The FDA has approved two new drugs to treat sickle cell disease. They don’t do much, and they are prohibitively expensive.
Sickle cell disease is a serious condition, an abnormality of hemoglobin that is inherited in an autosomal recessive pattern, where both parents have to pass on the defective gene. The red blood cells take on a sickle shape and obstruct small blood vessels. In areas where malaria is prevalent, sickle cell hemoglobin can improve survival from malaria, but where malaria is absent it only causes damage. Patients can develop painful crises that may require inpatient management and opioids; they may develop acute chest syndrome with pulmonary infiltrates; and they may develop avascular necrosis with the death of bone. They are anemic, with low levels of hemoglobin. They can develop complications including bacterial infections, strokes, gallstones, spleen malfunction, and even infarction of the penis. Life expectancy is reduced: 42 years for males and 48 years for females.
Current treatments include hydroxyurea, blood transfusions, bone marrow transplants, and allogeneic stem cell transplants from a matched sibling donor. The disease can be cured if the patient’s body can switch to producing normal hemoglobin in place of the defective form. Research is ongoing, with trials of umbilical cord blood transplants and gene therapy.
While awaiting a cure, Big Pharma has stepped up to the plate with new drugs, but it has struck out. It gained FDA approval to market two new drugs, Crizanlizumab (Adakveo) and Voxelotor (Oxbryta). The Medical Letterrecently reviewed these two drugs, and the news is not good. Crizanlizumab is a monoclonal antibody that binds to a protein expressed on the surface of endothelium, inhibiting adhesion, increasing microvascular blood flow, and reducing vaso-occlusion. Voxelotor inhibits the polymerization of sickle hemoglobin.
The evidence from clinical studies
Crizanlizumab was tested in 198 patients in a double-blind trial of patients who had 2-10 sickle cell related pain crises in the previous year. The annual rate of pain crises was 1.63 with crizanlizumab and 2.98 with the placebo. Statistically significant, but not very impressive. It is given by IV infusion over 30 minutes every four weeks, and a year’s treatment costs $122,571.30.
Voxelotor was evaluated in the double-blind HOPE trial of 274 patients who had 1-10 vaso-occlusive crises in the previous year. The primary endpoint was an increase in hemoglobin of >1.0 g/dl at week 24. 33% responded to the 900 mg dose, and 51% responded to the 1500 mg dose, compared to 7% with the placebo. The Medical Letter pointed out that “Whether voxelotor decreases the frequency of sickle cell crises and incidence of multiorgan failure and death remains to be determined.” Voxelotor tablets are taken orally once daily.
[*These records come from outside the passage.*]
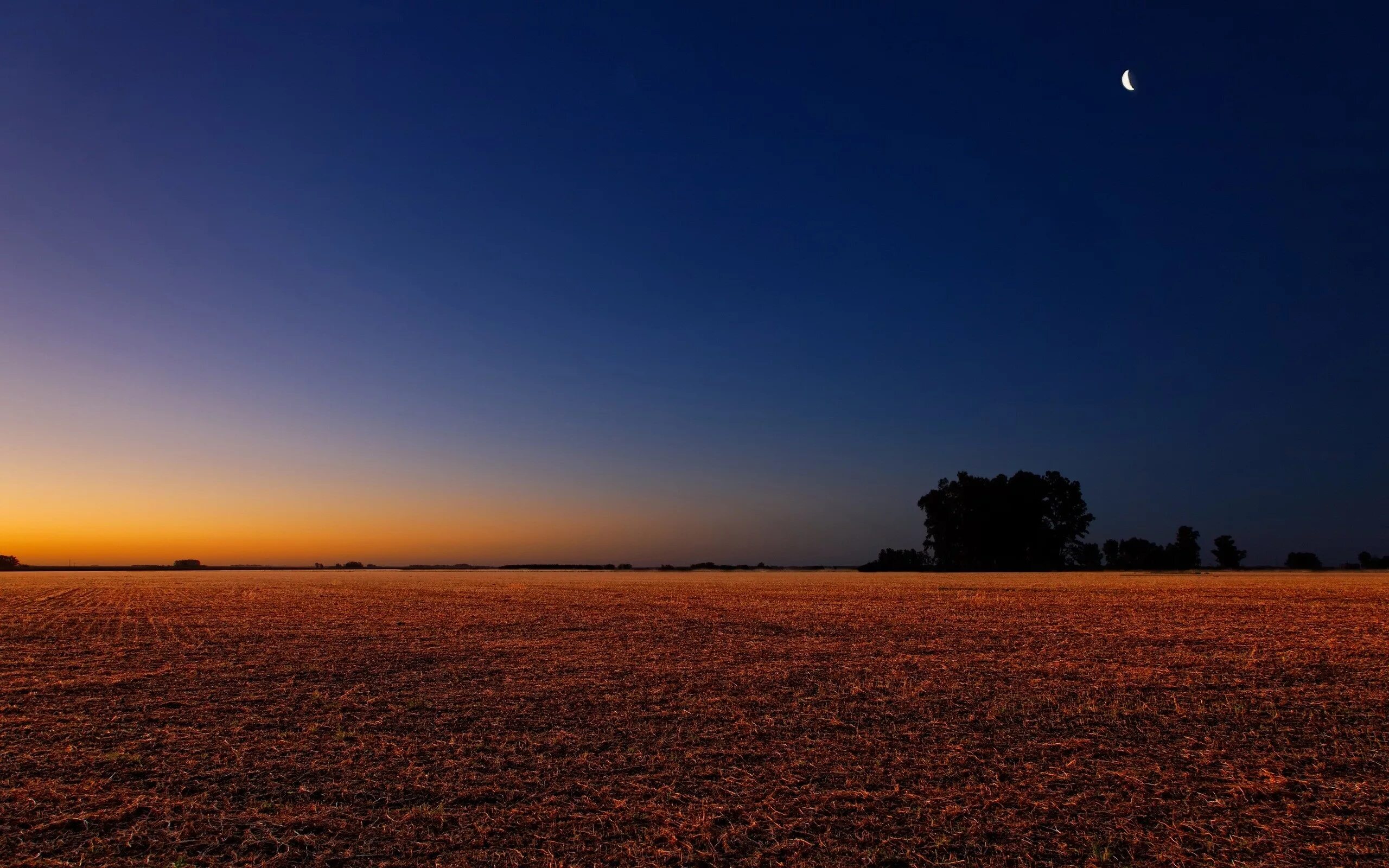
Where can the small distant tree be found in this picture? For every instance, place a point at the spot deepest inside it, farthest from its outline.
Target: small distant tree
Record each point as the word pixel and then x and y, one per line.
pixel 1368 561
pixel 896 560
pixel 1112 553
pixel 1185 552
pixel 1302 560
pixel 1227 554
The cost for a year’s treatment is $126,739.70. Numerous adverse effects were reported with both of these drugs.
Were you underwhelmed by the study results and overwhelmed by the cost? I was. So was The Medical Letter. Their conclusion:
“In clinical trials in patients with sickle cell disease, crizanlizumab-tmca (Adakveo), which prevents vaso-occlusion, reduced the number of painful vaso-occlusive crises and voxelotor (Oxbryta), which inhibits polymerization of sickle hemoglobin, increased hemoglobin levels, but clinical data are limited and both drugs are prohibitively expensive.”
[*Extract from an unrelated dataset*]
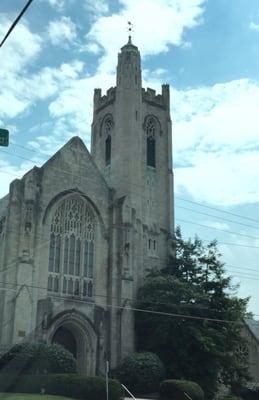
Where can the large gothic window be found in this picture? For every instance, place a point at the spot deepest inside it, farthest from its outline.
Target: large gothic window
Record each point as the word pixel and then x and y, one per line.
pixel 71 249
pixel 151 142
High drug prices are a problem
This is another in a long list of new drugs that offer small benefits at large prices. Is it worthwhile to pay for them? How much is one fewer sickle cell crisis a year worth? Are the drug companies actually going to make a large profit on them? They are not covered by Medicare and have only temporary approval from some insurance companies. Science can give us information about the efficacy of these drugs, but difficult decisions will have to be made by society as a whole and by individual patients whose willingness to take risks may not match their financial resources. There will be cost-benefit analyses, and factors like poverty and racial bias will have to be considered.. And prices are high not only for new drugs, but for old life-saving drugs like insulin and epi-pens whose price has risen beyond many patients’ ability to pay. I don’t have any solutions, but I have a lot of concerns.